Advanced Characterization of FeTi Alloys for Solid-State Hydrogen Storage
Hydrogen storage remains a major challenge for enabling a large-scale hydrogen economy, and FeTi alloys are strong candidates for hydrogen absorption. When these alloys are produced from recycled materials, additional elements may influence their performance. To ensure reliable and efficient hydrogen storage, it is essential to understand how microstructure and impurities affect the behavior of FeTi during hydrogen cycling.
Hydrogen (H₂) stands out as a promising energy carrier for achieving a CO₂-neutral economy. However, one of the key challenges in establishing a large-scale hydrogen economy is the efficient storage of H₂. Among the various storage methods, solid-state hydrogen storage using metal hydrides offers several advantages over liquid and gas storage, including higher energy density, reduced explosion risk, minimal H₂ loss rates, and the potential for hydrogen purification.
Iron-titanium (FeTi) alloys are particularly attractive for stationary hydrogen storage applications due to their ability to reversibly transform between FeTi and FeTiHx hydride phases under near-room temperature and pressure conditions. Utilizing recycled source materials can help lower production costs and support large-scale FeTi manufacturing. However, the incorporation of recycled materials may introduce additional elements that influence storage capacity and long-term cyclability. Gaining a deeper understanding of the effects of micro-/nanostructure and impurities in FeTi is crucial for optimizing material performance and facilitating the widespread adoption of solid-state hydrogen storage technologies.

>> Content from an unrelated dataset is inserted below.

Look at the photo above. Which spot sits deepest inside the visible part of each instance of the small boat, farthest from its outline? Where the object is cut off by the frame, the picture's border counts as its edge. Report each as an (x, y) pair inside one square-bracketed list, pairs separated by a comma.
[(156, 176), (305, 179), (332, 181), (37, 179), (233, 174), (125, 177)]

Advanced characterization techniques such as transmission electron microscopy (TEM) and atom probe tomography (APT) provide valuable insights into the structural evolution, phase transformations, and microstructural modifications of FeTi during hydrogenation and dehydrogenation cycles. High-resolution scanning transmission electron microscopy (HRSTEM) enables precise identification of phase transitions, while energy-dispersive X-ray spectroscopy (EDS), electron energy loss spectroscopy (EELS), and APT allows for detailed elemental mapping of hydrogen and other elements, as well as the investigation of the influence of impurities on microstructural evolution, lattice defects, and grain boundary properties. In this project, these techniques are employed to assess the impact of the microstructure on both high-purity FeTi alloys and FeTi alloys derived from recycled Fe sources. By investigating the evolution of microstructure following hydrogenation cycles, we study the role of impurities originating from recycled materials. These findings contribute to the advancement of FeTi-based materials for efficient, reversible, and scalable hydrogen storage applications.